The killer was always the same. Dassault against Airbus over a fighter jet. French cloud against German software. Each turned into a subsidy fight, and the fight killed the project.
This time there is nothing to own. France and Germany are not building a champion. They are writing the rules for what the state is allowed to buy: where your data sits, whether a foreign government can reach it, whether the source code is open. Meet the rules and you qualify. An Estonian cloud provider qualifies on the same terms as SAP. No champion to divide means nothing to fight over.
Then it stops being a two-country story. Two weeks earlier, the European Commission unveiled its own tech sovereignty package, built on the same idea: public money should buy public code. The Franco-German deal is not running alongside that law; it is the engine feeding it. Once these rules become EU procurement standards, they bind all 27 members, not two.
That is why rules scale where champions never could.
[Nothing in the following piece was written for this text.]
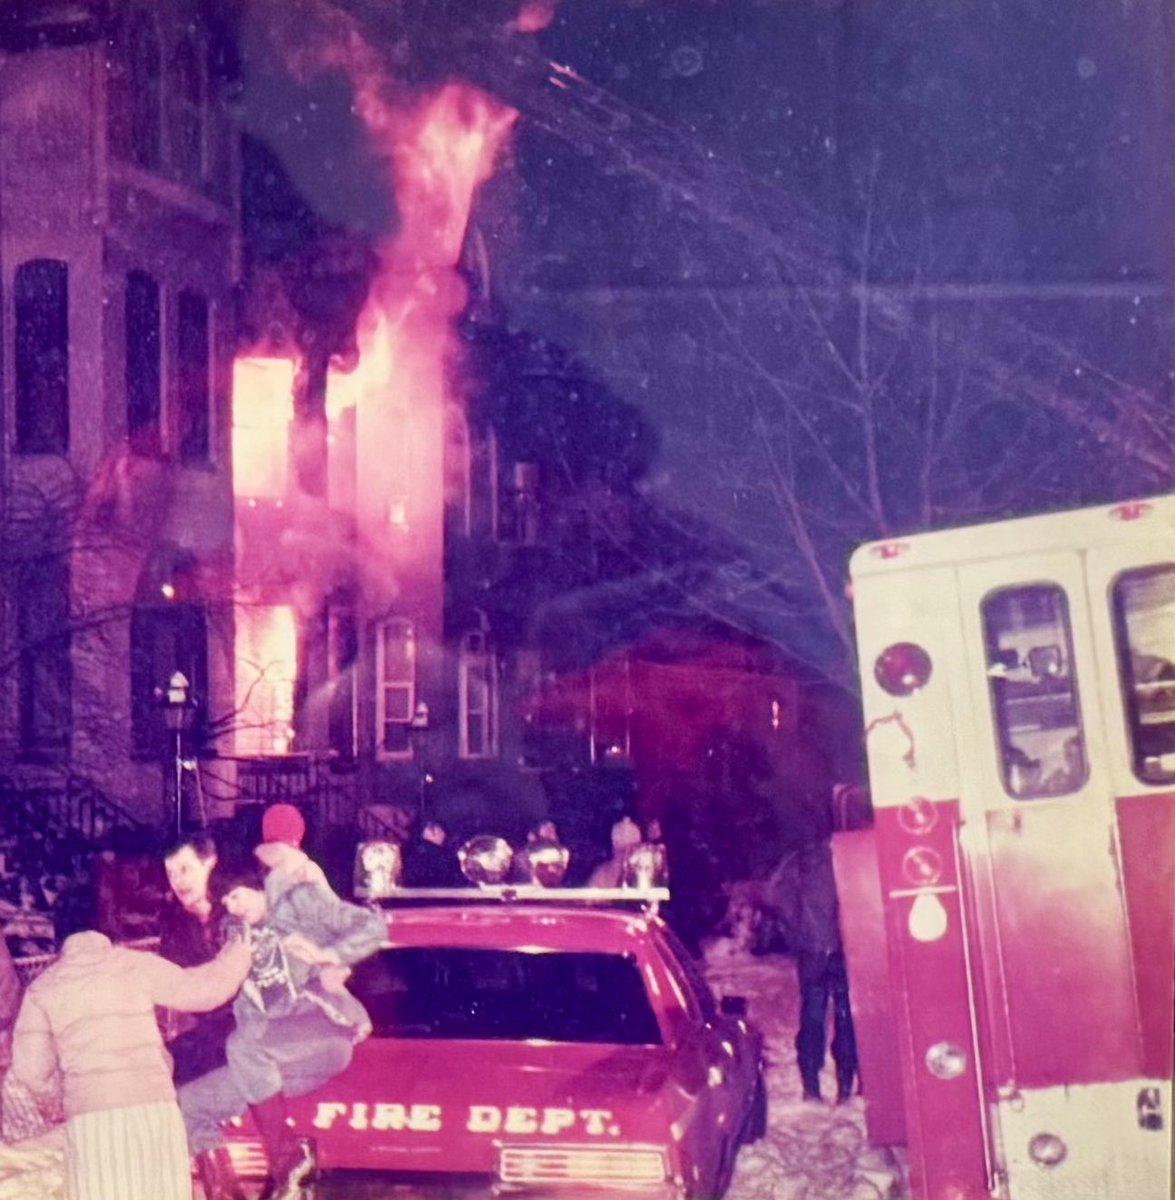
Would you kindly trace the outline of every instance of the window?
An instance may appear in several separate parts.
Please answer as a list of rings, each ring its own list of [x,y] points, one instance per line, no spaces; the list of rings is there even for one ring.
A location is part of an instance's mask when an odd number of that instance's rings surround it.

You do not need 27 countries to agree on a winner, only on the rules. The state stops being the architect of European tech and becomes its largest customer, with standards. That is something 27 governments can hold together.
The catch: rules only matter if the buying follows them. Europe spends that 264 billion every year regardless. Keep waving through the cheapest, most familiar option, and this stays a well-written document. Tie the budgets to the criteria, and it is the first real leverage Europe has had in a decade.
So the question was never whether France and Germany can agree. For once, they have. It is whether Europe will spend like it means it, and the same test waits in your own budget: are your dependencies a decision, or a habit you stopped noticing?